Lycana
Luciano zuckte mit den Schultern. »Und selbst wenn. Was würde uns das nützen?«
»Wir werden uns zu Wölfen wandeln!«, sagte Alisa bestimmt. Luciano spürte, wie sein Hochgefühl verflog. Da war sie wieder, diese Verzweiflung, dass die anderen schneller, schöner, eleganter und einfach besser waren. Er senkte den Kopf.
»Ich kann es nicht«, gestand er leise. »Wollt ihr mich hier alleine zurücklassen?«
»Du hast den Wechsel mit Ivys Hilfe geschafft, warum sollte es nicht mit unserer ebenfalls gelingen?«
»Was?« Er starrte sie aus großen Augen an.
»Franz Leopold muss sich mit meinem Geist verbinden und dann unsere Kräfte mit den deinen vereinen.
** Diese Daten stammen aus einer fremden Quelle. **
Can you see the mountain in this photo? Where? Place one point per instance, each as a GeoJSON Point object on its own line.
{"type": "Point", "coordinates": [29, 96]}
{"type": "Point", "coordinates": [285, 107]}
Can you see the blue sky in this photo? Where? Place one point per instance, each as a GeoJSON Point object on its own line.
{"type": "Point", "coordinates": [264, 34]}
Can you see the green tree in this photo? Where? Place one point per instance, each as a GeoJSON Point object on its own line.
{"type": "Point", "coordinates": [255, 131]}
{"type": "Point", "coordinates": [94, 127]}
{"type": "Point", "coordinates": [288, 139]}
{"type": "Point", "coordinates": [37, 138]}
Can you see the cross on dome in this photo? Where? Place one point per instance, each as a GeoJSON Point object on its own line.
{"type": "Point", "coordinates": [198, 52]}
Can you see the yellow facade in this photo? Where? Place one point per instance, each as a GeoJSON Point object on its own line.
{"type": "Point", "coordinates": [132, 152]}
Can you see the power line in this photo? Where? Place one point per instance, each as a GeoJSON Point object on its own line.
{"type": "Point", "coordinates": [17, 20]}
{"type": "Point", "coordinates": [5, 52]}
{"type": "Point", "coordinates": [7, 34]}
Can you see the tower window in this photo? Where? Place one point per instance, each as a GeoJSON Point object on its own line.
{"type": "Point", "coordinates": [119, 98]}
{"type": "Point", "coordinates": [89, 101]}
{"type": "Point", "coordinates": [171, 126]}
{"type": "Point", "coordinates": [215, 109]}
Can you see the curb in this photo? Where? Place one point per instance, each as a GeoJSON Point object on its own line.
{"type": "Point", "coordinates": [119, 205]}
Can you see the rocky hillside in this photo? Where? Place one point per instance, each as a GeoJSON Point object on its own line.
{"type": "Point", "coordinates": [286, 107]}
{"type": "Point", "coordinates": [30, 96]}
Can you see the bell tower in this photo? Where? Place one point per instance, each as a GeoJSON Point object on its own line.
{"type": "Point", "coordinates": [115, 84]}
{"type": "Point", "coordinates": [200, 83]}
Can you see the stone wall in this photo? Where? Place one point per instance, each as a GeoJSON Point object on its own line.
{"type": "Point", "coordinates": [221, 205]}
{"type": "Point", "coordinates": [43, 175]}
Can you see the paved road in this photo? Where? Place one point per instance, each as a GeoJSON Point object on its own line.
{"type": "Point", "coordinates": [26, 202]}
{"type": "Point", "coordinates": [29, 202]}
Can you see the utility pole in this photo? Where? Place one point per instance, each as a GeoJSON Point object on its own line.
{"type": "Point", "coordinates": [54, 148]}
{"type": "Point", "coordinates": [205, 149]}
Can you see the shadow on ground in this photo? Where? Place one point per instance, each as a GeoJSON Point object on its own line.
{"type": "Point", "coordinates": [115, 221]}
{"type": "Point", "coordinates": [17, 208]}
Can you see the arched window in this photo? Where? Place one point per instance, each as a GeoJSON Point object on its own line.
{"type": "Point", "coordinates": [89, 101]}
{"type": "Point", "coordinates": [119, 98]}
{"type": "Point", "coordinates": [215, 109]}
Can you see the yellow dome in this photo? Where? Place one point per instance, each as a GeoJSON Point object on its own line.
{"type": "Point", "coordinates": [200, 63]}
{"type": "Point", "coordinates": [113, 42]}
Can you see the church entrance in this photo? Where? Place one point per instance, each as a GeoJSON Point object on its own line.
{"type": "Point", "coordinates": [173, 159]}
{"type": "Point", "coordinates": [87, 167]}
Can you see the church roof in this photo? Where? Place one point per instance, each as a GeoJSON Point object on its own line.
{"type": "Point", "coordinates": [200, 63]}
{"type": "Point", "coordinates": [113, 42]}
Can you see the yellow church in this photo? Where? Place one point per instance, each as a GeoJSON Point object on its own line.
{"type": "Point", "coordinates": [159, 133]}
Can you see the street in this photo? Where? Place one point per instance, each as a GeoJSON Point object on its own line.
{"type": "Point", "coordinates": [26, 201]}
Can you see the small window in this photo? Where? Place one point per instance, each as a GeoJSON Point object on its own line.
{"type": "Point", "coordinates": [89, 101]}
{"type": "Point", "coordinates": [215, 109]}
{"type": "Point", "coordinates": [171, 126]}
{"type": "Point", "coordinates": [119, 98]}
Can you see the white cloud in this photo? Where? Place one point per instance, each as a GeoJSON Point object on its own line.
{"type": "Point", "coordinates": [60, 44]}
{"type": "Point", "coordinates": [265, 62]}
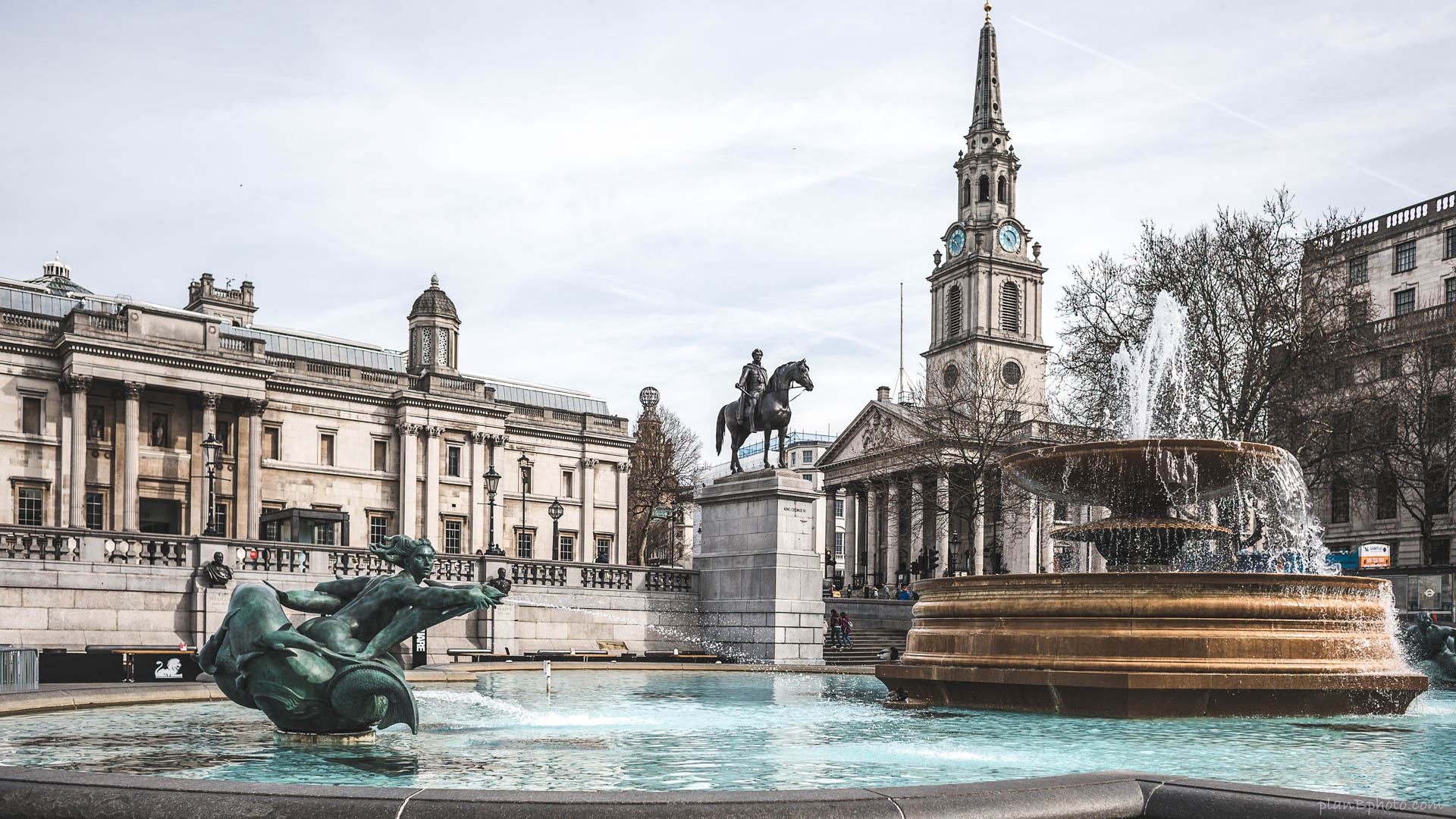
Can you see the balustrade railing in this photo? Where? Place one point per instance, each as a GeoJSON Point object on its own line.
{"type": "Point", "coordinates": [86, 545]}
{"type": "Point", "coordinates": [39, 545]}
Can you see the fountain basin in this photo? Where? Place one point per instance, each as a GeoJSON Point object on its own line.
{"type": "Point", "coordinates": [1155, 645]}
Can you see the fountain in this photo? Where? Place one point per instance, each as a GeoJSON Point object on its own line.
{"type": "Point", "coordinates": [1144, 640]}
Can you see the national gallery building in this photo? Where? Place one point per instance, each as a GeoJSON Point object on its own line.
{"type": "Point", "coordinates": [107, 404]}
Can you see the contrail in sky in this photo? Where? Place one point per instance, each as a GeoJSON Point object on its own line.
{"type": "Point", "coordinates": [1213, 104]}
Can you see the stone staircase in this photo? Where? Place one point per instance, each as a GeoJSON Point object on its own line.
{"type": "Point", "coordinates": [868, 645]}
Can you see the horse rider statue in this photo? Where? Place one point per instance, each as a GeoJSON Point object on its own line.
{"type": "Point", "coordinates": [752, 382]}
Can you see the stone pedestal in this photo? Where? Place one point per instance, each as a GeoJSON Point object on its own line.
{"type": "Point", "coordinates": [761, 570]}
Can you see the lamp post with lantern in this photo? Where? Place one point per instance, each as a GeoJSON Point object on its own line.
{"type": "Point", "coordinates": [210, 450]}
{"type": "Point", "coordinates": [492, 482]}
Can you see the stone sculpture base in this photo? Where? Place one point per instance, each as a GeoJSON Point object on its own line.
{"type": "Point", "coordinates": [360, 738]}
{"type": "Point", "coordinates": [1147, 645]}
{"type": "Point", "coordinates": [759, 569]}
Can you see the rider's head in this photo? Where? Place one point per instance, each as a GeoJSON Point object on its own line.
{"type": "Point", "coordinates": [416, 557]}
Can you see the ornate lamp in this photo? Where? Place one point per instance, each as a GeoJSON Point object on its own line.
{"type": "Point", "coordinates": [212, 447]}
{"type": "Point", "coordinates": [492, 482]}
{"type": "Point", "coordinates": [555, 510]}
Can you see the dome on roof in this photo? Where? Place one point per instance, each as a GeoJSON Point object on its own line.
{"type": "Point", "coordinates": [435, 302]}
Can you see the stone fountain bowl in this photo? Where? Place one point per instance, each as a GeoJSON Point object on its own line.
{"type": "Point", "coordinates": [1155, 645]}
{"type": "Point", "coordinates": [1138, 474]}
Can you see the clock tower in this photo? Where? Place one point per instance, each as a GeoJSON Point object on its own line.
{"type": "Point", "coordinates": [986, 284]}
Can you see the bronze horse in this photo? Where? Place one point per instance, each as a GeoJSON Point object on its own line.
{"type": "Point", "coordinates": [772, 413]}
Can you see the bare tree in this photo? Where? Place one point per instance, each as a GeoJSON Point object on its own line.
{"type": "Point", "coordinates": [667, 460]}
{"type": "Point", "coordinates": [1256, 324]}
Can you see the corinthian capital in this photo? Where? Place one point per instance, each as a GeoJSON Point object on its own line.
{"type": "Point", "coordinates": [76, 384]}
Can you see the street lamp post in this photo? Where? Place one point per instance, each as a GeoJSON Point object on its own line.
{"type": "Point", "coordinates": [526, 469]}
{"type": "Point", "coordinates": [555, 510]}
{"type": "Point", "coordinates": [210, 449]}
{"type": "Point", "coordinates": [492, 482]}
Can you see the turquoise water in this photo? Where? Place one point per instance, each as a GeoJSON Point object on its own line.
{"type": "Point", "coordinates": [723, 730]}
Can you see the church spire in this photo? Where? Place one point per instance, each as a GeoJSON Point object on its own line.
{"type": "Point", "coordinates": [987, 82]}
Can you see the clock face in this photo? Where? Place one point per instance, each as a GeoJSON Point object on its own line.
{"type": "Point", "coordinates": [957, 242]}
{"type": "Point", "coordinates": [1009, 238]}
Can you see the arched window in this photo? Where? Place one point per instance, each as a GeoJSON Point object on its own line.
{"type": "Point", "coordinates": [1011, 306]}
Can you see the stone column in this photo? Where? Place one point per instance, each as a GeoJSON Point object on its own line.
{"type": "Point", "coordinates": [943, 522]}
{"type": "Point", "coordinates": [408, 461]}
{"type": "Point", "coordinates": [433, 484]}
{"type": "Point", "coordinates": [209, 403]}
{"type": "Point", "coordinates": [77, 387]}
{"type": "Point", "coordinates": [620, 538]}
{"type": "Point", "coordinates": [587, 537]}
{"type": "Point", "coordinates": [255, 463]}
{"type": "Point", "coordinates": [893, 537]}
{"type": "Point", "coordinates": [877, 558]}
{"type": "Point", "coordinates": [131, 457]}
{"type": "Point", "coordinates": [830, 493]}
{"type": "Point", "coordinates": [479, 512]}
{"type": "Point", "coordinates": [979, 529]}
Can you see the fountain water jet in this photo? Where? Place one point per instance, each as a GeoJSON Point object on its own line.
{"type": "Point", "coordinates": [1145, 642]}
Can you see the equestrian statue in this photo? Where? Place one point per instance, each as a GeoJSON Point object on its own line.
{"type": "Point", "coordinates": [762, 407]}
{"type": "Point", "coordinates": [332, 673]}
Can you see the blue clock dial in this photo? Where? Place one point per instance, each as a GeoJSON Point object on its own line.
{"type": "Point", "coordinates": [957, 242]}
{"type": "Point", "coordinates": [1009, 238]}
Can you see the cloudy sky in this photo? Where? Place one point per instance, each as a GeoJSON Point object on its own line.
{"type": "Point", "coordinates": [620, 194]}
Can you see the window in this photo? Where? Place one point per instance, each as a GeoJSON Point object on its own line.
{"type": "Point", "coordinates": [1385, 497]}
{"type": "Point", "coordinates": [1359, 270]}
{"type": "Point", "coordinates": [1405, 257]}
{"type": "Point", "coordinates": [31, 414]}
{"type": "Point", "coordinates": [1340, 502]}
{"type": "Point", "coordinates": [30, 504]}
{"type": "Point", "coordinates": [1011, 306]}
{"type": "Point", "coordinates": [95, 510]}
{"type": "Point", "coordinates": [96, 423]}
{"type": "Point", "coordinates": [1405, 300]}
{"type": "Point", "coordinates": [161, 430]}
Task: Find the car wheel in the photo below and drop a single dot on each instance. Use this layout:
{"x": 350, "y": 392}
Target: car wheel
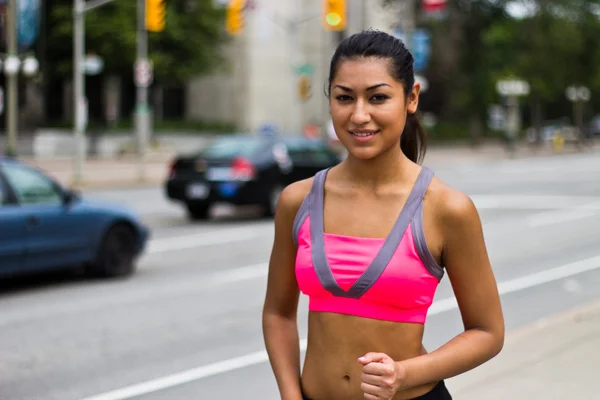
{"x": 198, "y": 211}
{"x": 272, "y": 200}
{"x": 117, "y": 253}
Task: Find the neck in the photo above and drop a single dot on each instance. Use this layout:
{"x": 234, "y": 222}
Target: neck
{"x": 389, "y": 167}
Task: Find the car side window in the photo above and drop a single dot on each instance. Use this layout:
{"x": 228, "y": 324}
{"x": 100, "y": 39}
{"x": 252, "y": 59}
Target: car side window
{"x": 30, "y": 186}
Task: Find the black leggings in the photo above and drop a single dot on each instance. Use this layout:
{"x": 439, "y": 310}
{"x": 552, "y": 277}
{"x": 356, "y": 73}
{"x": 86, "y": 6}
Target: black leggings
{"x": 439, "y": 392}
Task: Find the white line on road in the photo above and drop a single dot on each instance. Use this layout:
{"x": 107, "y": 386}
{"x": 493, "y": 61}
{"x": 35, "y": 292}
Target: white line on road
{"x": 203, "y": 239}
{"x": 259, "y": 357}
{"x": 554, "y": 217}
{"x": 535, "y": 202}
{"x": 579, "y": 205}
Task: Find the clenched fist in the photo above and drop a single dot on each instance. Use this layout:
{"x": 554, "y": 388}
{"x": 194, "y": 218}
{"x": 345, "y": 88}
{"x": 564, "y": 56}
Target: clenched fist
{"x": 381, "y": 376}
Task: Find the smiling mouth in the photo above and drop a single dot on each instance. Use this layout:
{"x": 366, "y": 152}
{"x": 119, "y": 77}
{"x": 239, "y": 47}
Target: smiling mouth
{"x": 363, "y": 134}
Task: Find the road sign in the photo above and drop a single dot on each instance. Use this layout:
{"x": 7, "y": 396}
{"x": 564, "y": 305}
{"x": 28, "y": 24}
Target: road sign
{"x": 513, "y": 87}
{"x": 143, "y": 73}
{"x": 575, "y": 93}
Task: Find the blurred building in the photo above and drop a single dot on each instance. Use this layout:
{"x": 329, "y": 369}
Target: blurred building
{"x": 262, "y": 86}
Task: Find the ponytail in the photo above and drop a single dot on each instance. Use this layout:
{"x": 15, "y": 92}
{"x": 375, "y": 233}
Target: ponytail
{"x": 413, "y": 141}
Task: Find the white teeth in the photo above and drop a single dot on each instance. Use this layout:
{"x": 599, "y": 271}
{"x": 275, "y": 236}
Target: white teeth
{"x": 363, "y": 134}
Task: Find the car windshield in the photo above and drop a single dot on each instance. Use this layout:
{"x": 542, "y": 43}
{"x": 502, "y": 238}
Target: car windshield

Du machst einfach alles so wie bei deiner Übung, und wir geben dir die Energie, die dir fehlt.«
»Und ihr meint, das funktioniert? Ich möchte nachher nicht so aussehen wie diese Vampirin gestern.«
»Du musst dich natürlich konzentrieren.«
Franz Leopold hob die Schultern. »Aber wenn dir das Risiko zu groß ist, dann bleib hier und verkriech dich in irgendeinem Erdloch, bis wir zurückkommen.«
Alisa stieß ihm in die Rippen. »Halt den Mund! Natürlich wird Luciano nicht zurückbleiben. Bist du bereit? Können wir beginnen?«
Luciano bemühte sich um eine selbstsichere Miene und nickte. »Aber sicher. Fangt an!«
Luciano konzentrierte sich so stark auf das Bild des Wolfes, der er werden wollte, dass sich sein Gesicht verzerrte und ihm Schweiß aus allen Poren trat. Dann kam der Energieschub. Er war so stark, dass Luciano taumelte. Er fiel auf die Knie. Nebel wallte auf und hüllte seinen sich windenden Körper ein. Als er sich lichtete und der Schmerz in den Gliedern nachließ, sah er die Welt mit den Augen eines Wolfes. Ehrfürchtig betrachtete er seine haarigen Beine mit den Raubtierpfoten. Er öffnete und schloss den kräftigen Kiefer.
»Es war ganz leicht«, sagte Alisa erstaunt.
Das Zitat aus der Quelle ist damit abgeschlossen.